After selecting faster mode, you can select the model to use on the right. The default built-in is the tiny model, which is the smallest model and the least accurate.

image.png

tiny--base--small--medium--large The model size is getting larger and larger, and the recognition accuracy is also getting higher and higher.

For Chinese videos, it is recommended to select at least the medium model. The model download address is at https://github.com/jianchang512/stt/releases/0.0

Models with the .en suffix and models starting with distil can only be used for English videos.

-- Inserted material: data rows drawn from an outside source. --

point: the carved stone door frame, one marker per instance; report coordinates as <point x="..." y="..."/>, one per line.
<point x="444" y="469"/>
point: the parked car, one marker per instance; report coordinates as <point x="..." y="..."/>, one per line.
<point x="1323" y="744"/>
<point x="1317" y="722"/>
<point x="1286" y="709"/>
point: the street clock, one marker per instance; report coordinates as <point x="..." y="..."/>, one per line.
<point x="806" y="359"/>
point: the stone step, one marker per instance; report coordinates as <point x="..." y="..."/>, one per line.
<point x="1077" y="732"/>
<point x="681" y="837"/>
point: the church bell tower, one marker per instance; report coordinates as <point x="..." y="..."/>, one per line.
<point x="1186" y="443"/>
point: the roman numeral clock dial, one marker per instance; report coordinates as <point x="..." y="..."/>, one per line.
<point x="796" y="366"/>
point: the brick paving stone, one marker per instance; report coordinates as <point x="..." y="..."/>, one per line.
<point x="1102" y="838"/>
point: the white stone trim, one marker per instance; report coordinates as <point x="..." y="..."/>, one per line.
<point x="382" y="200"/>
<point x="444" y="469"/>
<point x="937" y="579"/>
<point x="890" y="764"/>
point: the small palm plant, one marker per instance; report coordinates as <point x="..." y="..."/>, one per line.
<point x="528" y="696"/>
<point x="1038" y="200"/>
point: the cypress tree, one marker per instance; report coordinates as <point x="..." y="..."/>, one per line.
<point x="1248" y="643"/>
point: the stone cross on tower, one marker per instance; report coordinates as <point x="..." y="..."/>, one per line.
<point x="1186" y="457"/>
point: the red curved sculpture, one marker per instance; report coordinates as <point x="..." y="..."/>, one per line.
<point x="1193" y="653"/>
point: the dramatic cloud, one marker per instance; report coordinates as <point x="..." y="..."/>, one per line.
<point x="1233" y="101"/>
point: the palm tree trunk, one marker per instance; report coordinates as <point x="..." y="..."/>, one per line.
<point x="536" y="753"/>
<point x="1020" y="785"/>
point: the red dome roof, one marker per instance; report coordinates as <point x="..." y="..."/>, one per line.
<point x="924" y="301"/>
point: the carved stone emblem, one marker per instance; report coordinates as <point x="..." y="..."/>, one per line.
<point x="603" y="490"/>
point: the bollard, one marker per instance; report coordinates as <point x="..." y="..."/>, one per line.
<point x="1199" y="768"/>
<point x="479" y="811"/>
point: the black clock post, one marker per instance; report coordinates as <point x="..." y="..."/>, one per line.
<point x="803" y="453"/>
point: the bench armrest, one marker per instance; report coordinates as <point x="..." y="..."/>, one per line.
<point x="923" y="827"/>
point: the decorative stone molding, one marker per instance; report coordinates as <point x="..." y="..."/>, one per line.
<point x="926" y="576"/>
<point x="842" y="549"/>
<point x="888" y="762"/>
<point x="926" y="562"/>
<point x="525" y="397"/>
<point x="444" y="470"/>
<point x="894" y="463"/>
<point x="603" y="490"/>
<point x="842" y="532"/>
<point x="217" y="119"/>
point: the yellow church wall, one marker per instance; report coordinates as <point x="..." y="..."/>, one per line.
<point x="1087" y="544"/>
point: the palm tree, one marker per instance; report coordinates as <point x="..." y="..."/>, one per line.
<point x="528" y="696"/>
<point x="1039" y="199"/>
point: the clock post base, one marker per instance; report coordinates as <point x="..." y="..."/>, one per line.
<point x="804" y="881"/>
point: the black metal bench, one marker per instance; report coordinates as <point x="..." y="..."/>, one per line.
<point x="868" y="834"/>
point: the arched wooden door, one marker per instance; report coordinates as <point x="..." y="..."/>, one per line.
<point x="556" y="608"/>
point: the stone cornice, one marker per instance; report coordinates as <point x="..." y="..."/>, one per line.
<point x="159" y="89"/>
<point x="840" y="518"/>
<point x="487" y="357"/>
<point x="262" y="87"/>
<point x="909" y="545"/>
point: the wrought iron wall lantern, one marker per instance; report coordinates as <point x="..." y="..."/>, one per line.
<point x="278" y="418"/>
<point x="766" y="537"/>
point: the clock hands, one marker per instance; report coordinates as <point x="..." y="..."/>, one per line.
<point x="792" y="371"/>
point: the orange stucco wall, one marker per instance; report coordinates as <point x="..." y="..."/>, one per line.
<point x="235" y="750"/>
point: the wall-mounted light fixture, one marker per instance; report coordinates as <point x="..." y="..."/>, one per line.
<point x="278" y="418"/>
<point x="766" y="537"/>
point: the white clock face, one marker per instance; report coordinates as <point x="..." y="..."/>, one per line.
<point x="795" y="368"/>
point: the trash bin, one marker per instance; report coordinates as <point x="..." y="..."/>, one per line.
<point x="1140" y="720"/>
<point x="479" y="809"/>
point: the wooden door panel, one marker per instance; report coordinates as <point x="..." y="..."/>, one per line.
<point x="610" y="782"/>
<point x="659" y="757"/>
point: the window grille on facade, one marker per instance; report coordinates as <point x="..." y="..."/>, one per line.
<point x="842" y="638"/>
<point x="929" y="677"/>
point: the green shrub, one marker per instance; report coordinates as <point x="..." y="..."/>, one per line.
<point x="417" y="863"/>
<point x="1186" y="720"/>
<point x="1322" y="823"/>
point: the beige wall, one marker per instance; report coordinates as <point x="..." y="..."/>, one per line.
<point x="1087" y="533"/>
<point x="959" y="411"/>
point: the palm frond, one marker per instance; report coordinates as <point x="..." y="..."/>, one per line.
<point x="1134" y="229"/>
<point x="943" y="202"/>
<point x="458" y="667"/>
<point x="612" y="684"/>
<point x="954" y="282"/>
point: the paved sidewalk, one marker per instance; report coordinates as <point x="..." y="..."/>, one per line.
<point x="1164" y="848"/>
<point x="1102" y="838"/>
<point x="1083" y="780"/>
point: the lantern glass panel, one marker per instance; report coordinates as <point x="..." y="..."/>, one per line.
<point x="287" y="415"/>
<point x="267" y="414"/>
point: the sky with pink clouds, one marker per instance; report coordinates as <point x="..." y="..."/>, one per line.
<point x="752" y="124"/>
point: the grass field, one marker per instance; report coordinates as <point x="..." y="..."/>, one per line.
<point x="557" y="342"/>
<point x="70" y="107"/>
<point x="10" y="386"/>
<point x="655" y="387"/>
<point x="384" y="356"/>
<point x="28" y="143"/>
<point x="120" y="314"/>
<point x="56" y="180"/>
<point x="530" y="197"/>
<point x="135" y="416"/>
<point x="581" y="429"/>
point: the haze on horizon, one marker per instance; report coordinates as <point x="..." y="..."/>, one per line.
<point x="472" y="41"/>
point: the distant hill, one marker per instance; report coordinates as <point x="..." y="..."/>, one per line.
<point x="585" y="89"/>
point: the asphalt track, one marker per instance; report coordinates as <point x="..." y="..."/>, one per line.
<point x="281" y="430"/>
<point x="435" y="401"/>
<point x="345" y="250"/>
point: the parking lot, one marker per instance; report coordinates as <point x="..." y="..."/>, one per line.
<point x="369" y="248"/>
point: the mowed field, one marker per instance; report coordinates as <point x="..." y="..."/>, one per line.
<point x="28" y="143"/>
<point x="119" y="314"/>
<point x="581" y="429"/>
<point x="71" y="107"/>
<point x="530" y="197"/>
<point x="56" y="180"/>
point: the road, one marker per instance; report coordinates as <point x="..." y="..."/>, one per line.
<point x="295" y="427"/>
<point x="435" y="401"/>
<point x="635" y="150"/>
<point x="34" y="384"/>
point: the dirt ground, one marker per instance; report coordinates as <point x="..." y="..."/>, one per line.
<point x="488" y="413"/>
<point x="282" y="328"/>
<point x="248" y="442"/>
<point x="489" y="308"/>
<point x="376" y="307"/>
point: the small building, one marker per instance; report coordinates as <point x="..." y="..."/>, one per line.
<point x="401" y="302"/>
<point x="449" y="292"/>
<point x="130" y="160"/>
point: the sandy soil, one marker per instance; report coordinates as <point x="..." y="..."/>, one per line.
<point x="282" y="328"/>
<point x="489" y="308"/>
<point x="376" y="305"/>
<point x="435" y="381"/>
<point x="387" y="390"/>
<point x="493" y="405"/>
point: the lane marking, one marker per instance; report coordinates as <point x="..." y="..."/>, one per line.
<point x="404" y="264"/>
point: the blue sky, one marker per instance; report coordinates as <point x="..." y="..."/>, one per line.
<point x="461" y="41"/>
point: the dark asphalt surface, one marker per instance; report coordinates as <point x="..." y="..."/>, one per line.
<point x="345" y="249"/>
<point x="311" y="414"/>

There is also an Overall Recognition drop-down box on the right side of the model, which will display Equal Division. Generally, select Overall Recognition unless you have special needs. If you need to divide the audio into equal-length parts, such as wanting each subtitle to be 10 seconds long, then you can select equal division. And set the segment duration in seconds in the menu - Tools/Advanced Settings - Advanced Settings - VAD parameters section.

To speed up the task, on Windows and Linux, if you have an NVIDIA graphics card, you can configure and install the CUDA and cuDNN environments, and then enable CUDA acceleration, which will significantly improve the execution speed.

image.png

View CUDA and cuDNN installation tutorial

Auto-Detect Language

In version v2.59 and later, the "Auto-Detect" option has been added to the original language drop-down box. When you don't know what language it is or the language is not among the 24 supported languages, you can select the "Auto-Detect" option, and the program will try to automatically recognize the spoken language.

Of course, if possible, avoid using this option as much as possible, especially when there is no clear speech within the first 30 seconds of the video, because the automatic detection principle is to use the first 30 seconds of sound clips to determine the language used for the entire video. Another point to note: some languages with similar pronunciations but different writing methods cannot be accurately identified and may be randomly identified as any one, for example, Chinese videos may be randomly identified as Simplified or Traditional.